Fintech Insights

Is Your Asset Finance Technology Vendor Holding You Hostage?

David Woodroffe | director of product management and pre-sales, Auto and Equipment Finance, FIS

August 01, 2019

In a world that tells us the customer is always right, something’s gone wrong with how asset finance companies are sold their software. Rather than keeping their clients happy, many technology vendors seem content to hold firms hostage – with inflexible systems and contracts that fail to satisfy their (and their customers’) requirements.

Like the majority of businesses, lessors are most successful when they meet customers’ demands and expectations head-on. Increasingly, that means giving them the freedom to choose how, when and where they consume their products, through on-demand digital services.

As well as a digital customer experience, consumers are looking for a greater choice of solutions. The growth of the sharing economy and rise of mobility services like Uber and Lyft are disrupting traditional leasing models by offering new levels of convenience and flexibility.

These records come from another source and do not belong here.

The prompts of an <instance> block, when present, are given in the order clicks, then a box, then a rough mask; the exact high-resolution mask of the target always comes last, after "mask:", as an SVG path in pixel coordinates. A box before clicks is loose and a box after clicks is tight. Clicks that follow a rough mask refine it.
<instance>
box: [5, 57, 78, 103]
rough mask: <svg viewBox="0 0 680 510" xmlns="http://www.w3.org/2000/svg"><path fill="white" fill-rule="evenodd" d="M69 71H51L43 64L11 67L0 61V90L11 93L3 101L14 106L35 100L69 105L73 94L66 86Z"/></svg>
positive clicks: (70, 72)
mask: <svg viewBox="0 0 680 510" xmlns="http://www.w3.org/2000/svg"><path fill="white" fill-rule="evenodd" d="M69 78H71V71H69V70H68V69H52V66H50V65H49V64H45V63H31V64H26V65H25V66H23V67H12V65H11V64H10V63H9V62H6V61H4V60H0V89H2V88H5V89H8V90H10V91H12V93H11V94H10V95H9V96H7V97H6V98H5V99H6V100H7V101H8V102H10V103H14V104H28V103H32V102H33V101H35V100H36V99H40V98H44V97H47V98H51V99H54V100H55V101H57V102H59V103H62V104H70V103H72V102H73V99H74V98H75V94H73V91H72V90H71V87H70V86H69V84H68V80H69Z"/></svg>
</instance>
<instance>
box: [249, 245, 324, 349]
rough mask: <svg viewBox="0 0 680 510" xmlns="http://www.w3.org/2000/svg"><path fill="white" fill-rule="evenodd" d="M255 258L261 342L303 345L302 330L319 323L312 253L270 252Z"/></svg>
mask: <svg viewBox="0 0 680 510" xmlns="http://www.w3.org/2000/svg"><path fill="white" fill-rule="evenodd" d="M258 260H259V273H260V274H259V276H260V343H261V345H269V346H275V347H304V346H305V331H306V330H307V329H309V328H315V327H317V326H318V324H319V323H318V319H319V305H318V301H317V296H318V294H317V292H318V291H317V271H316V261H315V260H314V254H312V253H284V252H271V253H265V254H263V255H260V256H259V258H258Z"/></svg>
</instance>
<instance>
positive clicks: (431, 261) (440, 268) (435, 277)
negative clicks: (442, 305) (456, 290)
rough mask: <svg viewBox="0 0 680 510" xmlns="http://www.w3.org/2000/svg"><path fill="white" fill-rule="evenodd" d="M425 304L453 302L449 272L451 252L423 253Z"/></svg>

Today’s customers don’t want to be tied down. Lengthy contractual commitments are out and subscription-based or pay-per-use services are in. Again, agile digital services will be key to bringing these business models to life for auto and equipment financiers alike.

In short, technology is critical to giving customers the asset finance services they want. But as consumers of technology, auto and equipment finance firms are customers in their own right. And their providers often fail to deliver the flexibility that they also require to support growth.

For too long, vendors have effectively held their clients captive and created a culture of dependency that puts the provider, not the customer, firmly in charge.

Locked into long contracts, firms have struggled to adapt their platforms to new requirements and lines of business without paying for costly upgrades – always on the provider’s terms.

Rather than supporting the client’s new direction, the vendor typically dictates the timelines for any changes; either insisting on a costly, wholesale replacement of your platform or leaving you stuck with legacy technology.

And when platforms don’t evolve, they are less likely to accommodate the emerging technologies that can transform and turbo-charge origination and credit decisioning processes.

For example, artificial intelligence, facial recognition and advances in open banking will all help replace slow manual processes with seamless, paperless transactions that take minutes, not days.

Ideally, your vendor should take a partnership approach that allows you to explore these innovative, disruptive new capabilities. So, while your platform must meet all your basic transactional requirements, it should also integrate easily with other third-party solutions – and be easy to reconfigure as you add new business lines and models.

Modern ways of delivering software can increase your platform’s agility further. For example, managed services offer flexible, often usage-based access to technology for a monthly fee that covers the costs of licensing, maintaining and hosting your solution, with regular software updates included.

At the same time, modular solutions will allow you to implement new, specialist functionality a little at a time. As a result, you can get systems up and running quickly and reduce the costs and risks of end-to-end implementations.

Ultimately, it’s your right to choose the solutions and services that best meet your needs – and the right technology partner will give you the freedom to evolve in line with customer expectations.

To keep your customers happy, your vendor needs to keep you happy, too. Don’t let traditional software models hold you to ransom.